Guerra Civil: Kirsten Dunst no filme
Tenha cuidado, porém: não consideraremos Guerra Civil um filme distópico, nem uma espécie de filme de guerra, nem um filme sobre as razões que desencadearam a guerra civil (parecem tão óbvias quanto secundárias). Alex Garland é um filme sobre o momento e o agora. É um filme sobre consequências e sobre a importância de contar uma história: no centro da trama, aliás, está um grupo de jornalistas e fotorrepórteres. Quem eu sou? Lee (Kirsten Dunst), repórter de guerra; seu colega Joel (Wagner Moura); o mentor Sammy (Stephen McKinley Henderson) e a jovem fotógrafa Jessie (Cailee Spaeney), todos juntos, armados apenas com filmes, lentes e câmeras, para o que parece ser uma missão de alto risco: chegar a Washington e entrevistar o Presidente, antes que o governo seja definitivamente decapitado.

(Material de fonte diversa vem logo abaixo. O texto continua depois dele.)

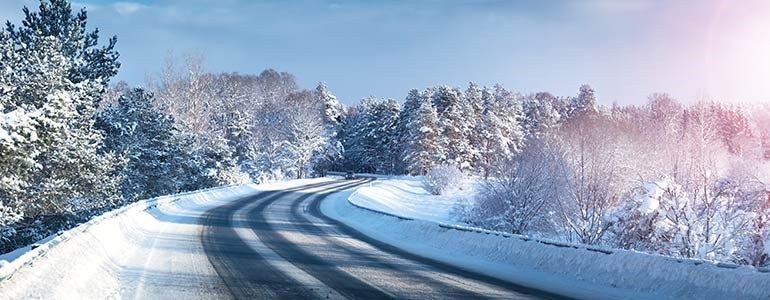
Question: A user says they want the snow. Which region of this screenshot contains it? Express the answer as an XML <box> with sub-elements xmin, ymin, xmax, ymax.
<box><xmin>350</xmin><ymin>176</ymin><xmax>473</xmax><ymax>223</ymax></box>
<box><xmin>636</xmin><ymin>181</ymin><xmax>666</xmax><ymax>214</ymax></box>
<box><xmin>0</xmin><ymin>178</ymin><xmax>331</xmax><ymax>299</ymax></box>
<box><xmin>322</xmin><ymin>178</ymin><xmax>770</xmax><ymax>299</ymax></box>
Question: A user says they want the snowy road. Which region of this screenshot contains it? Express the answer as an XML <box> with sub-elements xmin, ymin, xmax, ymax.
<box><xmin>0</xmin><ymin>179</ymin><xmax>554</xmax><ymax>299</ymax></box>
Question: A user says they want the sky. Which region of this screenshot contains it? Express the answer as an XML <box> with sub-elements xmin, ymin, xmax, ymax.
<box><xmin>0</xmin><ymin>0</ymin><xmax>770</xmax><ymax>104</ymax></box>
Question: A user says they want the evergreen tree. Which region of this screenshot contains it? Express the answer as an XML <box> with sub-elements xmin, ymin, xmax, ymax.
<box><xmin>569</xmin><ymin>84</ymin><xmax>599</xmax><ymax>118</ymax></box>
<box><xmin>313</xmin><ymin>82</ymin><xmax>344</xmax><ymax>172</ymax></box>
<box><xmin>98</xmin><ymin>89</ymin><xmax>200</xmax><ymax>200</ymax></box>
<box><xmin>432</xmin><ymin>86</ymin><xmax>472</xmax><ymax>170</ymax></box>
<box><xmin>404</xmin><ymin>93</ymin><xmax>441</xmax><ymax>175</ymax></box>
<box><xmin>6</xmin><ymin>0</ymin><xmax>120</xmax><ymax>91</ymax></box>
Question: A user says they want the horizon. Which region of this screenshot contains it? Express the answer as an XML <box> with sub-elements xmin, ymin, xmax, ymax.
<box><xmin>0</xmin><ymin>0</ymin><xmax>770</xmax><ymax>105</ymax></box>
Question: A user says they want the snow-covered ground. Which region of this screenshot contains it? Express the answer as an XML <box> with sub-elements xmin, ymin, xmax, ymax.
<box><xmin>350</xmin><ymin>176</ymin><xmax>474</xmax><ymax>223</ymax></box>
<box><xmin>0</xmin><ymin>178</ymin><xmax>331</xmax><ymax>299</ymax></box>
<box><xmin>322</xmin><ymin>177</ymin><xmax>770</xmax><ymax>299</ymax></box>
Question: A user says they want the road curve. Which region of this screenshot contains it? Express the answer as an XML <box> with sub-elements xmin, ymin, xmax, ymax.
<box><xmin>200</xmin><ymin>179</ymin><xmax>558</xmax><ymax>299</ymax></box>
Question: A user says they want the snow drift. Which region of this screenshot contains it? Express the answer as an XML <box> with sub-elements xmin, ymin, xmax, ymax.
<box><xmin>0</xmin><ymin>179</ymin><xmax>328</xmax><ymax>299</ymax></box>
<box><xmin>330</xmin><ymin>179</ymin><xmax>770</xmax><ymax>299</ymax></box>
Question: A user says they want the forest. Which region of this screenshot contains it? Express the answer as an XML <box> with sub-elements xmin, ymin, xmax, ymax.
<box><xmin>0</xmin><ymin>0</ymin><xmax>770</xmax><ymax>266</ymax></box>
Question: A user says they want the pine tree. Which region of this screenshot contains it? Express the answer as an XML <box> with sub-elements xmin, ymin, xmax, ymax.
<box><xmin>0</xmin><ymin>0</ymin><xmax>119</xmax><ymax>217</ymax></box>
<box><xmin>404</xmin><ymin>93</ymin><xmax>442</xmax><ymax>175</ymax></box>
<box><xmin>464</xmin><ymin>82</ymin><xmax>484</xmax><ymax>169</ymax></box>
<box><xmin>312</xmin><ymin>82</ymin><xmax>344</xmax><ymax>173</ymax></box>
<box><xmin>396</xmin><ymin>89</ymin><xmax>425</xmax><ymax>173</ymax></box>
<box><xmin>569</xmin><ymin>84</ymin><xmax>599</xmax><ymax>118</ymax></box>
<box><xmin>6</xmin><ymin>0</ymin><xmax>120</xmax><ymax>90</ymax></box>
<box><xmin>432</xmin><ymin>86</ymin><xmax>472</xmax><ymax>170</ymax></box>
<box><xmin>97</xmin><ymin>89</ymin><xmax>200</xmax><ymax>200</ymax></box>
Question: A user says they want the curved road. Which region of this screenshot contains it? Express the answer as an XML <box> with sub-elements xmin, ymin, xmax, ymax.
<box><xmin>200</xmin><ymin>179</ymin><xmax>556</xmax><ymax>299</ymax></box>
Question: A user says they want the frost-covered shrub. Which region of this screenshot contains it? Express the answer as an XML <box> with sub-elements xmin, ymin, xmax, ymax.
<box><xmin>467</xmin><ymin>142</ymin><xmax>561</xmax><ymax>234</ymax></box>
<box><xmin>422</xmin><ymin>165</ymin><xmax>463</xmax><ymax>195</ymax></box>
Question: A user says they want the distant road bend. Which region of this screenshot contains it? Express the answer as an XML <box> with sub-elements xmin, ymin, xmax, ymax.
<box><xmin>201</xmin><ymin>178</ymin><xmax>554</xmax><ymax>299</ymax></box>
<box><xmin>0</xmin><ymin>178</ymin><xmax>558</xmax><ymax>299</ymax></box>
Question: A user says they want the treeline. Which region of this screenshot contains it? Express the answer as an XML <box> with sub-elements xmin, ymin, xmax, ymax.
<box><xmin>342</xmin><ymin>83</ymin><xmax>770</xmax><ymax>266</ymax></box>
<box><xmin>0</xmin><ymin>0</ymin><xmax>343</xmax><ymax>253</ymax></box>
<box><xmin>0</xmin><ymin>0</ymin><xmax>770</xmax><ymax>265</ymax></box>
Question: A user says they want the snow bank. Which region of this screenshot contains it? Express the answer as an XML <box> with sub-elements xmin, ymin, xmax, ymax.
<box><xmin>322</xmin><ymin>179</ymin><xmax>770</xmax><ymax>299</ymax></box>
<box><xmin>349</xmin><ymin>176</ymin><xmax>473</xmax><ymax>223</ymax></box>
<box><xmin>0</xmin><ymin>178</ymin><xmax>330</xmax><ymax>299</ymax></box>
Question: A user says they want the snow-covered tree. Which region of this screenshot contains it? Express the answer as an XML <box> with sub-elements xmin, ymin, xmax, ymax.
<box><xmin>402</xmin><ymin>91</ymin><xmax>443</xmax><ymax>174</ymax></box>
<box><xmin>431</xmin><ymin>86</ymin><xmax>473</xmax><ymax>170</ymax></box>
<box><xmin>568</xmin><ymin>84</ymin><xmax>599</xmax><ymax>117</ymax></box>
<box><xmin>98</xmin><ymin>89</ymin><xmax>203</xmax><ymax>200</ymax></box>
<box><xmin>312</xmin><ymin>82</ymin><xmax>345</xmax><ymax>176</ymax></box>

Se o mito americano está agora em ruínas
Guerra Civil: Kirsten Dunst em uma cena
Guerra Civil: Cailee Spaeny em cena do filme
Até porque a Guerra Civil é o emblema cinematográfico da contradição moderna, lançando mensagens esplendidamente controversas na sua exploração do espírito humano, que se exalta na violência imbuída de um país que se devorou, terminando directamente no centro de uma crise de pronto os nervos explodem, desmoronando definitivamente um sonho que se tornou pesadelo – e este é o centro estrutural do filme. Contradições visuais, emocionais e até sonoras. Garland, que já havia enfrentado o futuro com Ex Machina, inverte o olhar, usando as fotografias dos repórteres como ferramenta de contar histórias, entre instantâneos e planos, para testemunhar o horror que se torna propósito e obsessão: um road movie de mão única que corta no meio, os Estados Unidos, agora enlouquecidos, destruídos e queimados. Graças ao seu sacrifício e à sua abnegação ao valor de uma história (como objectivo último, como instrumento de vigilância contra a dominação), assistimos ao colapso do mito americano, fotografando-o como Robert Capa, em 1936, fotografou um homem esfaqueado morrer. De certa forma, a Guerra Civil torna-se de importância crucial e altamente simbólica: assim, se o cinema tivesse confiado no sonho americano, criando o mito e o ícone, Alex Garland derruba o próprio mito, amassando-o. Em poucas horas difíceis, um ponto final é traçado, fazendo da Guerra Civil o reflexo realista de um mundo agora em chamas, observado pelas lentes do diretor, sobreposto às lentes dos repórteres protagonistas, enquadrando (e guardando) a verdade em todos os seus aspectos chocantes. e poder deslumbrante. Torne a América grande novamente.
Conclusões
Não foi fácil, mas Alex Garland conseguiu fazer um filme tão espetacular quanto revelador, muito atual e ferozmente político. Por outro lado, como explica a crítica de Guerra Civil, a obra, que mantém uma contradição constante e deslumbrante (tanto na escrita como na estética), é uma espécie de ode ao poder das histórias, contadas e imortalizadas pelos jornalistas. . Porque são, segundo o realizador, os olhos que vigiam os rumos de uma sociedade levada ao limite. Impressionante e, de certa forma, profético.